Além disso, a marca promove ações sociais com crianças carentes no Estado do Rio, todas ligadas também aos Jogos Olímpicos e Paralímpicos (para atletas com deficiências físicas) do Rio de 2016. E há, desde 2013, parceria com a escola de samba Acadêmicos do Salgueiro, atividade que tem sua origem essencialmente ligada aos negros (a Mercedes-Benz tem ação parecida com a escola Rosas de Ouro, em São Paulo).

"Temos a diversidade como conceito básico de nossa operação no dia a dia", afirmou o diretor de Comunicação Corporativa da marca, João Veloso Júnior. Longe de qualquer jargão empresarial, a prática é levada a sério pela marca, que conta com um "Comitê de Diversidade" para definir ações internas e externas (como a definição sobre quem vai aparecer em campanhas e ações), bem como para coibir ou punir eventuais abusos. 

"Há até uma linha interna para denúncia de abusos dentro da empresa, já que a política para o preconceito é de tolerância zero", aponta o executivo. "O mundo é este caldeirão cultural que mistura tudo, então nossa empresa precisa respeitar isso. Basta ver nossa linha de CEOs, na qual o presidente global é brasileiro [Carlos Ghosn, chefão da Aliança Renault-Nissan], o vice-presidente sênior Hari Nada é japonês, mas tem origem brasileira", complementa Veloso.

Ainda não é possível medir um retorno comercial da ação afirmativa da Nissan, mas a marca é uma das poucas marcas generalistas a avançar em participação (ainda que timidamente) no mercado nacional este ano: de 2,17/2,18% em 2013 e 2014 para 2,47% este ano. "É difícil medir resultados, porque não é questão puramente comercial. Se você não tiver valores na cultura da empresa, soa falso ter apenas a publicidade", explica Veloso. "Quando isso está na cultura da empresa, você ajuda a trazer pessoas com boa mentalidade, que pensam que não pode haver discriminação de raça, de credo, de gênero, nem de jovens ou idosos".

Longa estrada

São boas ações da marca, mas o panorama do mercado é ruim: embora não haja números étnicos específicos da indústria automotiva, a participação de negros no mercado de trabalho (e, portanto, consumidor) cresceu em 2015. Dados do Dieese (Departamento Intersindical de Estatística e Estudos Socioeconômicos) divulgados esta semana nos Estados de São Paulo e da Bahia (estado com maior predominância de negros e pardos no país) confirmam isso. 

No total, são cerca de 15 milhões de negros no país (mais de 7,5% da população) e mais de 43 milhões de pardos (descendentes de negros em mistura com outras raças, com 43%), segundo o IBGE, resultando no maior grupo étnico do Brasil.
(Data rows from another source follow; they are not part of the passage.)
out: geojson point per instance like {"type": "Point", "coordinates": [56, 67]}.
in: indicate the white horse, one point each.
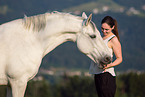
{"type": "Point", "coordinates": [24, 42]}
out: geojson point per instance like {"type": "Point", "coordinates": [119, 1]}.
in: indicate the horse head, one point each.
{"type": "Point", "coordinates": [90, 42]}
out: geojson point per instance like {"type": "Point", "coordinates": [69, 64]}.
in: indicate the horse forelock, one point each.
{"type": "Point", "coordinates": [37, 22]}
Na Bahia, a soma de ambos pode passar dos 80% de acordo com os indicadores. 

Ainda assim, negros não são enxergados (como reflexo, não são mostrados) como público consumidor pela indústria automotiva nacional. Longe de qualquer viés social, usando apenas a lógica capitalista, ignorar qualquer fatia de potencial público consumidor pode levar a perdas gigantes e até a suicídio comercial, tanto em tempos de maré alta, quanto de crise de vendas como a atual -- o país espera retração na casa de 20% a 27% até o final do ano, para pelo menos 2,8 milhões de unidades, ante 3,5 milhões de 2014. 
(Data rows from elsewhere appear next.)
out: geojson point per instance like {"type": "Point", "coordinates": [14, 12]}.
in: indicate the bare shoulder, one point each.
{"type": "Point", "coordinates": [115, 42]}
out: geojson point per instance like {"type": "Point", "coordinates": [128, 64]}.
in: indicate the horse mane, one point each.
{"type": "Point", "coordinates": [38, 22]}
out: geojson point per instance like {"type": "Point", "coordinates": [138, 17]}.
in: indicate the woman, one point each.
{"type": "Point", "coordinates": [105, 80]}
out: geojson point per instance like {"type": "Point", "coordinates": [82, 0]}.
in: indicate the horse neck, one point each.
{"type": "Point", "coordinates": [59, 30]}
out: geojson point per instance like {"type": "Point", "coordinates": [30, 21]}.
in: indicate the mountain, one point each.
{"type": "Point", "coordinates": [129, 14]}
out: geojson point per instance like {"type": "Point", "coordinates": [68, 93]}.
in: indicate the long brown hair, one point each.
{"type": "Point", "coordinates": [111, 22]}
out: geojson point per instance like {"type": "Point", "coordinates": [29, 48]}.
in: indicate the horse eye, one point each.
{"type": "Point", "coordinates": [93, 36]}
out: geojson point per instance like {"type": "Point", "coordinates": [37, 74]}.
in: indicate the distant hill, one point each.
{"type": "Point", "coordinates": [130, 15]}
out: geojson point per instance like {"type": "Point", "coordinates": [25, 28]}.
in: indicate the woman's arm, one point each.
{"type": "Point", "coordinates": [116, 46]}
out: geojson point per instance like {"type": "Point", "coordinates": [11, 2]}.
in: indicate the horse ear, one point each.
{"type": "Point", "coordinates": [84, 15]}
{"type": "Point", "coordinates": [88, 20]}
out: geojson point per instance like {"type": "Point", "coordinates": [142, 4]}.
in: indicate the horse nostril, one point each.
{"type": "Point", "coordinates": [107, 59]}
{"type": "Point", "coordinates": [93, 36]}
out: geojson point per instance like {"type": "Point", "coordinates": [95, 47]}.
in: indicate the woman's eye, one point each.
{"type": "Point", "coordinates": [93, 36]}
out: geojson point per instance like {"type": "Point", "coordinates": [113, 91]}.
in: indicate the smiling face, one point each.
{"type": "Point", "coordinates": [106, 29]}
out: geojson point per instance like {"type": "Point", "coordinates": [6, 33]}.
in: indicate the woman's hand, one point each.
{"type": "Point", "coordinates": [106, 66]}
Nesta leitura e voltando ao tema que abre esta reportagem, ainda que não sejam exemplo em termos de convivência social, os EUA realmente dão aula: segundo o censo americano de 2014, os negros por lá são minoria, representam 13% da população, com quase 46 milhões de habitantes. Mas movimentam mais de US$ 900 bilhões anuais na economia daquele país e nenhuma empresa séria pode fechar os olhos a tal número. O mesmo vale para Europa, Japão e qualquer mercado, com qualquer etnia. É uma estrada bem pavimentada e usá-la é algo lógico: diversificar a imagem das marcas com expoentes de qualquer origem racial é o melhor e mais rentável caminho.

Editor de UOL Carros, Eugênio Augusto Brito é negro.